WHAT THE OTHER PAPERS SAY THIS MORNING
FINANCIAL TIMES
CORUS CHIEF SCRAMBLES TO RESCUE FACTORY DEAL
Corus chief Kirby Adamsm who took over at the Anglo-Dutch steelmaker last month, faces both the worst fall in steel demand for 60 years and a battle to salvage an agreement to sell the group’s Teesside plant to Marcegaglia. It has emerged that Marcegaglia is having second thoughts about a deal to buy the factory for $480m.
NATIONWIDE BOSS SLAMS STATE LEVY
Nationwide, the UK’s biggest building society, called the amount it will have to pay under the government’s Financial Services Compensation Scheme “daylight robbery of our members”. The mutual said that its full-year results would include charges and provisions of more than £250m for the government safety net, which pays out to consumers when banks fail.
DEVELOPER TO ACT OVER CRITICISM FROM PRINCE CHARLES
The developer of a controversial residential development on the site of the former Chelsea Barracks in west London has opened the door to compromise on the scheme following criiticism from the Prince of Wales.
ELECTRICITY USE FACES FIRST FALL SINCE 1945
Global electricity consumption will fall this year for the first time since 1945, according to a dramatic portrait of the effects of the slowdown in developed and emerging economies from the International Energy Agency.
The watchdog for developed energy-consuming countries will on Sunday tell energy ministers from the leading eight economies that electricity demand will fall by 3.5 per cent in 2009.
THE TIMES
PREMIUM BARS INVESTORS FACE WIPEOUT IN REUBEN PLAN
The billionaire Reuben brothers have put in a £40m bid for Premium Bars & Restaurants (PBR) that would cause the troubled operator of the Living Room and Prohibition chains to undergo a pre-pack administration, The Times has learnt. The Reubens, who hold a 32.5 per cent stake in the AIM-listed group, have offered to buy all but five of PBR’s 48 outlets.
MERGER OF SKY AND CHANNEL 4 ADVERTISING STAFF MOOTED
Channel 4 and BSkyB are in talks about merging their advertising sales teams in a deal that would produce multimillion-pound savings. Channel 4 believes that an agreement could form part of an alternative package of cost-cutting measures to help to support the broadcaster if its hoped-for tie-up with the BBC fails.
The Daily Telegraph
APPLE’S ‘TABLET’ TO RIVAL AMAZON’S KINDLE
Apple is believed to be working on a new product to fill the gap between the iPod Touch and its smaller laptops that will take on Amazon’s Kindle, which has taken a large share of the market for reading books and websites on the go. The product – which a leading technology analyst described as a “tablet” – is being developed and could be on sale as early as the first half of next year.
COST OF CALLING MOBILES COULD FALL BY TWO-THIRDS
Calls to mobile phones from landlines could fall dramatically in price, under a radical proposals by BT. The company, backed by a coalition of charities, lobby groups, and the mobile phone company 3, wants so-called “termination charges” to be lowered or scrapped.
WALL STREET JOURNAL
BANKUNITED SEIZED BY AMERICAN REGULATORS
Federal regulators seized the troubled Florida thrift BankUnited on Thursday, a failure the Federal Deposit Insurance Corporation estimates will cost its insurance fund $4.9bn. BankUnited is the second costliest bank failure of the recent banking crisis, trumped only by IndyMac, which officials believe will cost the FDIC close to $11bn.

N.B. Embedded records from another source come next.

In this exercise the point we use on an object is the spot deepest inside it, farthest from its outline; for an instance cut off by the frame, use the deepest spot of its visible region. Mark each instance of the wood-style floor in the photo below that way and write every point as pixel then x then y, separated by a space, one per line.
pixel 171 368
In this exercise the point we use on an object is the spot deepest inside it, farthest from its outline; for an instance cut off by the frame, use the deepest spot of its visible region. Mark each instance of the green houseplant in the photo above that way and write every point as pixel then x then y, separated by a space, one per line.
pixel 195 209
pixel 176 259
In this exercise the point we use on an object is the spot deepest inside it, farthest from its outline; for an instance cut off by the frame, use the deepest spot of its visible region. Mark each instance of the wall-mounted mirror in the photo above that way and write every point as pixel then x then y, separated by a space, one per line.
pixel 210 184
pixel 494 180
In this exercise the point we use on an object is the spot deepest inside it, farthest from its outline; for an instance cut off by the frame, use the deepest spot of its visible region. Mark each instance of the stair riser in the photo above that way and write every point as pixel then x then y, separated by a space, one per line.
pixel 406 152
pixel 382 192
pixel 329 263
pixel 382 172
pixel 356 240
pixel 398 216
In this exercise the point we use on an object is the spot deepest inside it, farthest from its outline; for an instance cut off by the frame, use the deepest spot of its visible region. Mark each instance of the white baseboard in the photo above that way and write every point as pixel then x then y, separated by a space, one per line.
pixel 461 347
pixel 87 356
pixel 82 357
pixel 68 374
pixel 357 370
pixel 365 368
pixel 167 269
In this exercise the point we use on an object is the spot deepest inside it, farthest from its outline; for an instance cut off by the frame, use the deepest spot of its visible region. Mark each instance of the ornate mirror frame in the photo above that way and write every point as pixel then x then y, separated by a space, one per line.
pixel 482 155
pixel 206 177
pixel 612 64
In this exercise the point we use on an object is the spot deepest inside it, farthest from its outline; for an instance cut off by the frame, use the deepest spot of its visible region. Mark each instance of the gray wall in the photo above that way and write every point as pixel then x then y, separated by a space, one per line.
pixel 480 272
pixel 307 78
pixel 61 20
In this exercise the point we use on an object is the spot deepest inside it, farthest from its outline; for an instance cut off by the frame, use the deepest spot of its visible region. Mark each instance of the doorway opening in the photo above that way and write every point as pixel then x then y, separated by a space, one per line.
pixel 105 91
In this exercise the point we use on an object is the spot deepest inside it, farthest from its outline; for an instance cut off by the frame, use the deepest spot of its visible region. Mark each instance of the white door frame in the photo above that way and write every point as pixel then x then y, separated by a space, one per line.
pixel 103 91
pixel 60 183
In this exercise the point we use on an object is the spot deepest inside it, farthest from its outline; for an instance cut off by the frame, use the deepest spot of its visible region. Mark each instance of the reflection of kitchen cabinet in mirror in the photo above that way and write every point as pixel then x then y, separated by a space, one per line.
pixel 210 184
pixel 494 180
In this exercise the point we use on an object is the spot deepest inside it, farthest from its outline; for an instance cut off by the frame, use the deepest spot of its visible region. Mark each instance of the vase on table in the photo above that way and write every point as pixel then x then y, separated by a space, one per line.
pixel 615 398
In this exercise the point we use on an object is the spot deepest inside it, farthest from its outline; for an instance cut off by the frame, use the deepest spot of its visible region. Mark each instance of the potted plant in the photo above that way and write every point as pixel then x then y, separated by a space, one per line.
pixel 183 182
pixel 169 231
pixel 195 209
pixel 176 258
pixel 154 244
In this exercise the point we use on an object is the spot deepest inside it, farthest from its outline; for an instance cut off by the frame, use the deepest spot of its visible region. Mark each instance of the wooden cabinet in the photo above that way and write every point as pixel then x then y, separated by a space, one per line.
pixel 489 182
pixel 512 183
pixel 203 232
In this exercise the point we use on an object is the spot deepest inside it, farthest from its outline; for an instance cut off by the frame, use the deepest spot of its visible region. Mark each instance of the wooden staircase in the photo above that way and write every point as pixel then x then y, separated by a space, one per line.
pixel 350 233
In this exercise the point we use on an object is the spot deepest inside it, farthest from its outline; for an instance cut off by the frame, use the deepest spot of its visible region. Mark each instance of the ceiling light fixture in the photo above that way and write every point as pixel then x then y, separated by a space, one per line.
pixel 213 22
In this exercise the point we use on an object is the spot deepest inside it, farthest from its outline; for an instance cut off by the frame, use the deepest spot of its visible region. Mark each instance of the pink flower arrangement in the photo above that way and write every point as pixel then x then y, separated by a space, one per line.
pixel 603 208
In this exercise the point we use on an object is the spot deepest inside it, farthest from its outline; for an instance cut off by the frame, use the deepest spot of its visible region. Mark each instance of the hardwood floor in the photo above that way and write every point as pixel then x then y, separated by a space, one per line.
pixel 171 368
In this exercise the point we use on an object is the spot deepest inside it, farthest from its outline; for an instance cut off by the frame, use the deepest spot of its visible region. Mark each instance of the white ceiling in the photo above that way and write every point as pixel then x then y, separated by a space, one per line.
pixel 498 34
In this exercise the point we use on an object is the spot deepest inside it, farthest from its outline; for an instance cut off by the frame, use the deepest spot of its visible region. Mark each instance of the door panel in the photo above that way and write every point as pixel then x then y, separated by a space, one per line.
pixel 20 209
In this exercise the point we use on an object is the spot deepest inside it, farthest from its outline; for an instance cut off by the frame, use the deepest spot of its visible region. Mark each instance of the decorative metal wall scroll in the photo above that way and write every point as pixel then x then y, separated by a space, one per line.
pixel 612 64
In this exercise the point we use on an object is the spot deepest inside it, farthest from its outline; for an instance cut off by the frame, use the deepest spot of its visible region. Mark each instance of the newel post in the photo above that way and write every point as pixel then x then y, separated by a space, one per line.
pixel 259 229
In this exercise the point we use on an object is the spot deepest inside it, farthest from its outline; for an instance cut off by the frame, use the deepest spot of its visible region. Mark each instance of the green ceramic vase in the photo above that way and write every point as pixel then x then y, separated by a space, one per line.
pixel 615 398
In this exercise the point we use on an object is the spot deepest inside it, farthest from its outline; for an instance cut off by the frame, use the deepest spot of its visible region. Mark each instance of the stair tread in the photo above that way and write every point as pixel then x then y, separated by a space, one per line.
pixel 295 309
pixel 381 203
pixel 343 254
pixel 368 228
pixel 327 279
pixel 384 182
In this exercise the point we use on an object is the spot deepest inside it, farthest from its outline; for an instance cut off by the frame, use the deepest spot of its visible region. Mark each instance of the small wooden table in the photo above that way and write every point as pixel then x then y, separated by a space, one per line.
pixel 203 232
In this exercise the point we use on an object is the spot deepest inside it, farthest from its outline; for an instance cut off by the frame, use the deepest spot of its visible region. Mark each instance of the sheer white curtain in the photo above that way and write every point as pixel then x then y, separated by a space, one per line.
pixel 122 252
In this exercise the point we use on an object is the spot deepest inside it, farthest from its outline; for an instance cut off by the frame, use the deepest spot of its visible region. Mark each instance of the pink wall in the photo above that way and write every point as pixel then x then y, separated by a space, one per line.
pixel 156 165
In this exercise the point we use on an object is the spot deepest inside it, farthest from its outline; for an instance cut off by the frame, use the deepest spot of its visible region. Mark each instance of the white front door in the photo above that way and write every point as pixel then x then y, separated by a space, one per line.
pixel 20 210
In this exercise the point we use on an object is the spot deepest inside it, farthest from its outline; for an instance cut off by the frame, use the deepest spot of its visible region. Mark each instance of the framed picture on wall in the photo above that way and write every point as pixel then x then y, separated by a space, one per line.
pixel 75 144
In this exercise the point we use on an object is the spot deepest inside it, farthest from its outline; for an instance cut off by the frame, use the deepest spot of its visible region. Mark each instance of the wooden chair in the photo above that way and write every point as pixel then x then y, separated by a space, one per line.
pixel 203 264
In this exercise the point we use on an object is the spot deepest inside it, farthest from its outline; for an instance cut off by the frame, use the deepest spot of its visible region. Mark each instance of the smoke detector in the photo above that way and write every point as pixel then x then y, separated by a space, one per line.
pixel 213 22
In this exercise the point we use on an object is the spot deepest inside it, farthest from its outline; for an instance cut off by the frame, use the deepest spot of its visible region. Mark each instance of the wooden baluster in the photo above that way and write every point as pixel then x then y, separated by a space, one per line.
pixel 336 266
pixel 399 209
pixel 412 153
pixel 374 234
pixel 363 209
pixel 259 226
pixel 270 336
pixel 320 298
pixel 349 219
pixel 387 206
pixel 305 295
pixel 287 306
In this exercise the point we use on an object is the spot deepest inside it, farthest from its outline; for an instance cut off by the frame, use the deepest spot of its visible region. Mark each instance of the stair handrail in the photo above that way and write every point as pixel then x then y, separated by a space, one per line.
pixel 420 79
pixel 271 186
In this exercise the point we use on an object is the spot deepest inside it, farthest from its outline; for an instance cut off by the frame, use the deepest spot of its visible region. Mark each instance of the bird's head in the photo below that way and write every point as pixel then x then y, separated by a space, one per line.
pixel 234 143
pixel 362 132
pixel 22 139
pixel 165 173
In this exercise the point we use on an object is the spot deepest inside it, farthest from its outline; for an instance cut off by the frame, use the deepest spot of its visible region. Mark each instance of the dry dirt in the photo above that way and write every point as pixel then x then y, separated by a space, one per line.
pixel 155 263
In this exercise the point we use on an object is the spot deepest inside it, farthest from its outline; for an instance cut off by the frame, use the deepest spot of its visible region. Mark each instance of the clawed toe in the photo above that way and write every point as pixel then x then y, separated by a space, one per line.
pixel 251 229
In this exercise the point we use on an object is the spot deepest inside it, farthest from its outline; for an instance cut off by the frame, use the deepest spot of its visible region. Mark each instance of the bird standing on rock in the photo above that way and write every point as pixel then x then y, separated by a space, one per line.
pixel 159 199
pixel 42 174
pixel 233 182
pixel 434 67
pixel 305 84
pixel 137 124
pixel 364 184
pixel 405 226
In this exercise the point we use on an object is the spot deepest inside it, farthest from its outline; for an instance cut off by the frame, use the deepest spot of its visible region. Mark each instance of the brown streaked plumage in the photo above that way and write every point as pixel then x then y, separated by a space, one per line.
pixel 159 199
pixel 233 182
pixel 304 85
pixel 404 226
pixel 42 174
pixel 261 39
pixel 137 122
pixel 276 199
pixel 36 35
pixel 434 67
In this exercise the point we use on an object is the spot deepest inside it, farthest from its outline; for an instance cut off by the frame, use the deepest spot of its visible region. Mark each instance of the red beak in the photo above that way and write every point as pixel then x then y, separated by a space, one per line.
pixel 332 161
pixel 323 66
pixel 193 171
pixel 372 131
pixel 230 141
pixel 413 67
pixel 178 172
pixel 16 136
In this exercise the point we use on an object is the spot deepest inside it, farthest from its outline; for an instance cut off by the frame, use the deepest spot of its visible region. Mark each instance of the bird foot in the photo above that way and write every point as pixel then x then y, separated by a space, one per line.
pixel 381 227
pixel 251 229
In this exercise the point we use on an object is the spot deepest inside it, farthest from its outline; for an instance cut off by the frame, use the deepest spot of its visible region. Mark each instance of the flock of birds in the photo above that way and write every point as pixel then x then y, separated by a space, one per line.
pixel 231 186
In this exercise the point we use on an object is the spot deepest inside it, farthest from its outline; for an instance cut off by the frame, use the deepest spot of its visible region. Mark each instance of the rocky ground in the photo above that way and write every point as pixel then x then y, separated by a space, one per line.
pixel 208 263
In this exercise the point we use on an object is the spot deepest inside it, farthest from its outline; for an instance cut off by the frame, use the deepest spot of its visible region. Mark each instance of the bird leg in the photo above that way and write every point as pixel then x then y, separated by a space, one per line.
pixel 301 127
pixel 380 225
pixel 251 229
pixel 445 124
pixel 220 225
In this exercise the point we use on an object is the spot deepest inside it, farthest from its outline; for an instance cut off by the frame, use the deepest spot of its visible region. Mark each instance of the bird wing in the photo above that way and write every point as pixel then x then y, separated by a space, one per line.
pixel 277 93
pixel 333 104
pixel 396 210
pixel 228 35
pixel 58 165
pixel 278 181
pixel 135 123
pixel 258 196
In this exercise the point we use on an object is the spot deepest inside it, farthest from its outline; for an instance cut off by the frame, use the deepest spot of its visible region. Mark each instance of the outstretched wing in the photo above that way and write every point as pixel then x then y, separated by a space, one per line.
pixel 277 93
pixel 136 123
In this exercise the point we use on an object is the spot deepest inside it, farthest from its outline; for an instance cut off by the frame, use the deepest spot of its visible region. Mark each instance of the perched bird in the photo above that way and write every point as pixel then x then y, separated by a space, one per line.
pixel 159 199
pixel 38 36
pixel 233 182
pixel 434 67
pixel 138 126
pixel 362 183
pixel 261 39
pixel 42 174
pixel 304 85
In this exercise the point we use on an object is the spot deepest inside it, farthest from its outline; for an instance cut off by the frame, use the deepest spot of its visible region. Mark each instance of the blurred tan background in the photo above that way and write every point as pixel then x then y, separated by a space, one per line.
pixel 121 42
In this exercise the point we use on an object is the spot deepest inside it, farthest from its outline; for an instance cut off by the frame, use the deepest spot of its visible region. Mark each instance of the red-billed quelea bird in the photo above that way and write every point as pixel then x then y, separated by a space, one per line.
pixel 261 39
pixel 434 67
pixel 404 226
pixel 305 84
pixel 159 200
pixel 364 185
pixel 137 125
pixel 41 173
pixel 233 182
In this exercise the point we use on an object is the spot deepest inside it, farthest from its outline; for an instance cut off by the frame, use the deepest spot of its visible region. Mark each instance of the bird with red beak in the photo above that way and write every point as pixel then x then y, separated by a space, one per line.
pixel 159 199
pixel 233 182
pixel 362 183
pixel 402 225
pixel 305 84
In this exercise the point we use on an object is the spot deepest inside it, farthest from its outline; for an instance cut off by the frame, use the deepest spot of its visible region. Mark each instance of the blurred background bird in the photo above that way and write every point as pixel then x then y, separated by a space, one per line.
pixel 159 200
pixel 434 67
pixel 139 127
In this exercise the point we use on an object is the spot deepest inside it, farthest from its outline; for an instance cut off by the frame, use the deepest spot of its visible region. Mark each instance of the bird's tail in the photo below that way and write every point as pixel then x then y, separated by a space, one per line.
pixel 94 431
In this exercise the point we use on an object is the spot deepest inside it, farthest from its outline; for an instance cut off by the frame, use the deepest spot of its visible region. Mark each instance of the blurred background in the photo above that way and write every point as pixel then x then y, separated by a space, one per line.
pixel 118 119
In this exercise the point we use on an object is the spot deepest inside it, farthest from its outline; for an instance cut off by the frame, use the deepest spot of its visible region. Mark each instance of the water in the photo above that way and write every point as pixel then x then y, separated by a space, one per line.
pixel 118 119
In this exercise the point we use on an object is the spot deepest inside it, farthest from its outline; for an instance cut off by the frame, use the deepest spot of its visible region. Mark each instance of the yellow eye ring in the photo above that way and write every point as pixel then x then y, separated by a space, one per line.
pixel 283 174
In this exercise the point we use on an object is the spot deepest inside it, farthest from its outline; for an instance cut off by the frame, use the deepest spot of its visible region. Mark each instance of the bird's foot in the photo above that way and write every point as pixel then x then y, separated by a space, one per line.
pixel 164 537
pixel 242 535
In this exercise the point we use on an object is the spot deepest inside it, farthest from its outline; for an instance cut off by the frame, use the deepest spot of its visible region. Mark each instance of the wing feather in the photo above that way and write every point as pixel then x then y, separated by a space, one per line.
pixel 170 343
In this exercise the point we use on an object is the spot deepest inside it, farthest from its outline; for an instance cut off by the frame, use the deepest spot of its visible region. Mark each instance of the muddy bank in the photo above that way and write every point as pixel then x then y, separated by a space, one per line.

VERSACE CEO EXPECTED TO RESIGN
Gianni Versace chief executive Giancarlo Di Risio is expected to resign, a person familiar with the matter said, after months of clashes with designer Donatella Versace over how to cut costs at the Italian fashion house amid the luxury-goods industry’s worst downturn in years. Di Risio plans to tender his resignation in coming days, the source said.